L’articolazione tra Piano Nazionale e Piano Triennale a livello locale mira a garantire, nel rispetto delle autonomie nelle loro varie articolazioni, la coerenza complessiva del sistema a livello nazionale.

In ogni caso, i piani vengono definiti dal responsabile del procedimento ed essi devono essere coordinati con il Piano Nazionale Anticorruzione predisposto dall’ANAC, a sua volta predisposto secondo linee di indirizzo adottate da un comitato interministeriale istituito e disciplinato con decreto del Presidente del Consiglio dei Ministri.

I contenuti del piano sono indicati dalla legge: essi devono fornire una valutazione del diverso livello di esposizione degli uffici al rischio di corruzione ed indicare gli interventi organizzativi volti a prevenire il medesimo rischio.

In proposito, l’interprete – ed ancor più l’esecutore – non può non rifarsi ad una ricostruzione sistematica della disciplina contenuta nella legge sull’anticorruzione.

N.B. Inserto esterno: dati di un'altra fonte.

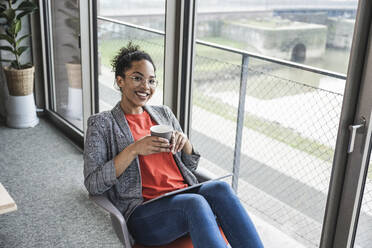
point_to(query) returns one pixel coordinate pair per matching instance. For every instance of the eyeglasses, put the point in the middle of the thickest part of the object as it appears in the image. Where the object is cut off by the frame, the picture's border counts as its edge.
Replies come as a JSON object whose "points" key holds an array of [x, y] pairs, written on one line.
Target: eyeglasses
{"points": [[137, 80]]}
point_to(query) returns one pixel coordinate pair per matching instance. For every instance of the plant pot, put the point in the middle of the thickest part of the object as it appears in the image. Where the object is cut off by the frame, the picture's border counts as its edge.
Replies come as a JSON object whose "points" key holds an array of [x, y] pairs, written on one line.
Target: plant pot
{"points": [[20, 106], [20, 82]]}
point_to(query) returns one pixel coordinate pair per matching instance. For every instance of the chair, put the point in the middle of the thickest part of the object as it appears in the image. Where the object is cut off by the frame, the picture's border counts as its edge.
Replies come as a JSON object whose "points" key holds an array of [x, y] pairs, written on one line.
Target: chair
{"points": [[120, 226]]}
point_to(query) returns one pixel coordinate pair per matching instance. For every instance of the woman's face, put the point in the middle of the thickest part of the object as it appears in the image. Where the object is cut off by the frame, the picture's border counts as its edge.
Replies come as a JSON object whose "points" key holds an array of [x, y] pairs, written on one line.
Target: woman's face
{"points": [[136, 87]]}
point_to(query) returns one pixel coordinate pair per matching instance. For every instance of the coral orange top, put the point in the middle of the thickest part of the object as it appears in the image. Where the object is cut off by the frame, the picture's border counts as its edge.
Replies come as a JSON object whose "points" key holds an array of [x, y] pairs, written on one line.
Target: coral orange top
{"points": [[159, 171]]}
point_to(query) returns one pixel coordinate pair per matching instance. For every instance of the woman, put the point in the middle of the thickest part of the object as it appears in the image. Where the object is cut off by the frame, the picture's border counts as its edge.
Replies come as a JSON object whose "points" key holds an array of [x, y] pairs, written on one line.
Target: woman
{"points": [[123, 161]]}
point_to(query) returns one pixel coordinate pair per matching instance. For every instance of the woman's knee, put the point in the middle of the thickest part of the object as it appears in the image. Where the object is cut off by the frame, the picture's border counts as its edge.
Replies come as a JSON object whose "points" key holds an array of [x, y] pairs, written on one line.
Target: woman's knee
{"points": [[219, 187]]}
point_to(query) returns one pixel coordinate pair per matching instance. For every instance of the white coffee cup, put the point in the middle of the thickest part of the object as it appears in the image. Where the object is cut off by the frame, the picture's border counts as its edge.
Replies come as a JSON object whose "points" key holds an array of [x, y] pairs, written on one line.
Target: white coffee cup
{"points": [[163, 131]]}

Vengono, pertanto, in rilievo tutte quelle attività che la legge particolarmente prende in considerazione, specie ai fini degli altri presidi della buona amministrazione come le attività che la legge, al comma 16, considera ai fini della trasparenza: a) le autorizzazioni; b) le attività di scelta del contraente per l’affidamento di lavori, forniture e servizi; c) le attività di concessione ed erogazione di sovvenzioni, contributi, sussidi, ausili finanziari, nonché di attribuzione di vantaggi economici di qualunque genere a persone ed enti pubblici e privati; i concorsi e le prove selettive per l’assunzione del personale e progressioni di carriera.

Le materie, in verità, realmente sembrano riecheggiare quelle già da tempo individuate come le macro-aree nelle quali viene ritenuto più diffuso il pericolo della corruzione: a) la spesa dell’amministrazione pubblica per beni e servizi; b) le prestazioni e i servizi offerti dall’amministrazione; c) l’esercizio dei pubblici poteri, specie se discrezionali.

Per la prevenzione della corruzione, la legge non considera settori dell’amministrazione, più esposti rispetto ad altri, al pericolo del male che si vuol prevenire, come, invece, fa per l’attività mafiosa.

Certo è che la sanità, l’urbanistica, le attività degli enti pubblici rivestiti di una veste privatistica (le società in mano pubblica, ad esempio), avrebbero forse meritato, ai fini dei Piani Anticorruzione, qualche esplicita menzione, anche ai fini della prevenzione della corruzione ed essere quindi contemplati nei piani.

 

  1. 12. Sempre al modo di essere dell’attività della pubblica amministrazione attiene l’elevazione del principio di trasparenza dell’attività amministrativa a livello essenziale delle prestazioni concernenti i diritti sociali e civili ai sensi dell’art. 117, secondo comma, lettera m), della Costituzione: si può dire che, in tal modo, l’attività amministrativa compia un sostanziale salto di qualità.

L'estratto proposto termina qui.